Elle a désormais 88 ans mais ses souvenirs sont intacts. Par "fidélité" à ceux qui l'ont protégée, elle a décidé de revenir pour la première fois dans l'établissement scolaire qui l'a accueillie à Villeurbanne en 1942. Un retour emprunt d'une grande émotion.
Elle avait 8 ans en 1942. Petite fille juive à l'étoile jaune. Les 16 et 17 juillet, l'opération "vent printanier" est lancée. Agnès Buisson se trouve avec son père et sa mère lors de cette arrestation massive de juifs à Paris (plus de 13 000 personnes, dont un tiers d'enfants), la plus importante réalisée en France pendant la seconde guerre mondiale. Avec sa mère, elles prendront la fuite et réussiront à gagner la région lyonnaise où son grand frère, alors âgé de 20 ans est résistant. Le papa, lui, ne reviendra pas des camps de la mort.
A son arrivée dans la région lyonnaise, elle sera prise en charge pendant trois mois à l'internat pour jeunes filles de l'institution catholique de L'Immaculée Conception à Villeurbanne.
Très vite, pour ne pas la différencier des autres élèves, un curé va lui donner la communion. "Il m'a sauvé la vie" raconte-t-elle.
Ma mère me disait : "souviens-toi, tu es juive", mais elle ne m'a pas dit ne prie pas. Je priais tous les soirs, j'étais sûre que votre Dieu, notre Dieu me ramènerait mon père
Agnès Buisson, rescapée de la rafle du "Vel d'Hiv"
Après ces quelques mois passés à Villeurbanne, elle partira en Isère, à Méaudre, où là encore elle sera cachée dans une autre école qui porte désormais son nom.

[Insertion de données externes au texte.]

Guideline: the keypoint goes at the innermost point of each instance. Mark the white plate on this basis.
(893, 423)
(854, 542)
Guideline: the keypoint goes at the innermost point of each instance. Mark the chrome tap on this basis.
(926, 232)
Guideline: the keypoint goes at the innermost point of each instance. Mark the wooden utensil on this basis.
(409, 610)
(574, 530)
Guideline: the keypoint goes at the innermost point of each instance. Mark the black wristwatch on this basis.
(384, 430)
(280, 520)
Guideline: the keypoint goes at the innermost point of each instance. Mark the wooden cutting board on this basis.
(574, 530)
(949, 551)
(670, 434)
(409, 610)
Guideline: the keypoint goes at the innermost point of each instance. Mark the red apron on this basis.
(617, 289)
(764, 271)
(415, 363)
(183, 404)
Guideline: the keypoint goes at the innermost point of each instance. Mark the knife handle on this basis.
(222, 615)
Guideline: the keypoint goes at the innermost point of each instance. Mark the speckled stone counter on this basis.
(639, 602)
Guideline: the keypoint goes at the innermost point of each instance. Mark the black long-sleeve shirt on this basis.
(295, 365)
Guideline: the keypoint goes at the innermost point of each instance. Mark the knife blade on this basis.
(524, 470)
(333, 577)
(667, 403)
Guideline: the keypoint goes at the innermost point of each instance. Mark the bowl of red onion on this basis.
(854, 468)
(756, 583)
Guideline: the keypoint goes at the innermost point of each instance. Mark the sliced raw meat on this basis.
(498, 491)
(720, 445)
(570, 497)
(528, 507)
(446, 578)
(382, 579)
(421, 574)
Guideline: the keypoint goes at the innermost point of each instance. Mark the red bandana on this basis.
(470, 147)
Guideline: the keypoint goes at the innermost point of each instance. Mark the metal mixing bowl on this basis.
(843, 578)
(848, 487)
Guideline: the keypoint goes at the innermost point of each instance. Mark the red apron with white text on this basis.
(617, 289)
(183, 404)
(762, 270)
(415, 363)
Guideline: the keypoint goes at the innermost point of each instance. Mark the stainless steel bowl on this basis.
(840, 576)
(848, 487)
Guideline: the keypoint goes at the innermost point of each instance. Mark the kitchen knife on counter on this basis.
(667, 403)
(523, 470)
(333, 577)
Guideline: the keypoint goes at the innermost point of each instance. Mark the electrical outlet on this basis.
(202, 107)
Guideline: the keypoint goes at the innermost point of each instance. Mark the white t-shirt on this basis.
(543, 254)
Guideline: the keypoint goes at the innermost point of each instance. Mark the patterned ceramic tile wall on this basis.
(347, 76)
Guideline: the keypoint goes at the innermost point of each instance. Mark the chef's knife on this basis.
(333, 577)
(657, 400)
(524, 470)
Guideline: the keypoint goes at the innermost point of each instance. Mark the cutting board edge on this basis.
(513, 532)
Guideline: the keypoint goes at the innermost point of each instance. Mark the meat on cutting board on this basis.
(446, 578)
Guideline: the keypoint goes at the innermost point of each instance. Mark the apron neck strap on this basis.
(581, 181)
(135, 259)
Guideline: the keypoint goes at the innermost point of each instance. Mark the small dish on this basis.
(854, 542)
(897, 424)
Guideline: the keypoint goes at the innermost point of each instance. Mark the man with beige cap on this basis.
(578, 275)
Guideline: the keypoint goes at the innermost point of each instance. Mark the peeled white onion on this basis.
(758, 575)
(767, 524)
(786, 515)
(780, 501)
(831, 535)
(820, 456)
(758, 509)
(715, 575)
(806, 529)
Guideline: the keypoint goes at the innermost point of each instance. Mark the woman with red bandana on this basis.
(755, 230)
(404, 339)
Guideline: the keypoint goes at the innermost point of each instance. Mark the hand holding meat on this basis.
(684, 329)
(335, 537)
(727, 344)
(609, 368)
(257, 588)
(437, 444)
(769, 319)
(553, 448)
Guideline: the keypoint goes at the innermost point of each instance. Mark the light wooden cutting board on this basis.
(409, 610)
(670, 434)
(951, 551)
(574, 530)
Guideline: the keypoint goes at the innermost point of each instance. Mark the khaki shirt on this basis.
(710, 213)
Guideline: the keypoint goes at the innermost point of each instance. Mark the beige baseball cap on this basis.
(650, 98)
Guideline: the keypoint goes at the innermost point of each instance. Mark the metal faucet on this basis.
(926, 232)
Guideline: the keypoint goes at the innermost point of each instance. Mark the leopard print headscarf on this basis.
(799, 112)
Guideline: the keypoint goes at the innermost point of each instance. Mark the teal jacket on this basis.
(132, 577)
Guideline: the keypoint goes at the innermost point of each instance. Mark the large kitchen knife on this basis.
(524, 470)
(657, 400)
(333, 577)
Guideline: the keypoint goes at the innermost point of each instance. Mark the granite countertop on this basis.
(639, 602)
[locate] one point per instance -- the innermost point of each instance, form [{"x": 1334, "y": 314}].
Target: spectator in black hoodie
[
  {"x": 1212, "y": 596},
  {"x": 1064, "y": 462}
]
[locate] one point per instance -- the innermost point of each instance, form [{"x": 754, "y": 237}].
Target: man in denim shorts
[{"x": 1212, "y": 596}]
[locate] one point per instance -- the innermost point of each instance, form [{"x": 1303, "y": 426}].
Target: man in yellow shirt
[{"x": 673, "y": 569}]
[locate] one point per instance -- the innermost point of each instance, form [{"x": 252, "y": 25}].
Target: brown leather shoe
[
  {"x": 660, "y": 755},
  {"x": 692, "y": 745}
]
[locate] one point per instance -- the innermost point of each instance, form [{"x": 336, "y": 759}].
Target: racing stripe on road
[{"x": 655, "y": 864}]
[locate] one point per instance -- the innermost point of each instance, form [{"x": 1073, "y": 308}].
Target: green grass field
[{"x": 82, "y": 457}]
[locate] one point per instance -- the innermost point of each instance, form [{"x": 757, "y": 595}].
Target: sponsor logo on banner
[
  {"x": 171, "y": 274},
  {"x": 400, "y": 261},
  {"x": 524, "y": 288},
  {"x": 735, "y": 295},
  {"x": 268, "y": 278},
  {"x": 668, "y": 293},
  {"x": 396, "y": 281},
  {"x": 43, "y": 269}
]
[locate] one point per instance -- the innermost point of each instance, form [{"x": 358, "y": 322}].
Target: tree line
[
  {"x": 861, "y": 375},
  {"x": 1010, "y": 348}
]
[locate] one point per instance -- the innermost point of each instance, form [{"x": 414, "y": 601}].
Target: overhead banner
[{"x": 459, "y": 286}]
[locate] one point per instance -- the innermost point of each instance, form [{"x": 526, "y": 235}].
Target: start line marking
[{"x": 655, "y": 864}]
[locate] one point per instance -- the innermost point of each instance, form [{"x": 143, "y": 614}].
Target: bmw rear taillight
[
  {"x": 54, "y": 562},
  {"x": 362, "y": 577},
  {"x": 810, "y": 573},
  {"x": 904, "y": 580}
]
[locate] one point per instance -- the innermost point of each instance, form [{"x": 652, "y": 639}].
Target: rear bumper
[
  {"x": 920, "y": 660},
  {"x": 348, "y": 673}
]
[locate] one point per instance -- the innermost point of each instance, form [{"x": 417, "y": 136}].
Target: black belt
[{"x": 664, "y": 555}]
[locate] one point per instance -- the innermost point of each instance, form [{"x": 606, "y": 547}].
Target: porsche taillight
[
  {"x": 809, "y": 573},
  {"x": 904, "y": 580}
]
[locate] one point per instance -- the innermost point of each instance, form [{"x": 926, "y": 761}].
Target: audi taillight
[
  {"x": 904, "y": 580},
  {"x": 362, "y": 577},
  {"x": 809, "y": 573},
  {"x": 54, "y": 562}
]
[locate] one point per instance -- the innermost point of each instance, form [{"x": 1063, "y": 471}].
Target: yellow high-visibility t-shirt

Pour la première fois depuis 1942, elle a donc franchi le portail de l'institution ce mardi 25 octobre 2022. Une visite en toute intimité pour cause de vacances scolaires.
J'avais envie de revenir sur mes pas parce qu'ici, il y avait de la légèreté d'être. C'était une urgence, je vais disparaître et je voulais rester fidèle à ceux qui m'ont protégée.
Agnès Buisson, rescapée de la rafle du "Vel d'Hiv"
Après avoir mené ses études de médecine avec succès et fondé une famille (elle aura trois enfants), elle se consacre désormais au témoignage.
Par souci de mémoire, pour le devoir et l'Histoire, Agnès Buisson qui vit aujourd'hui à Grenoble, reviendra dans quelques mois à la rencontre des élèves de l'école pour leur raconter sa vie, dans un contexte où l'antisémitisme est toujours présent selon elle.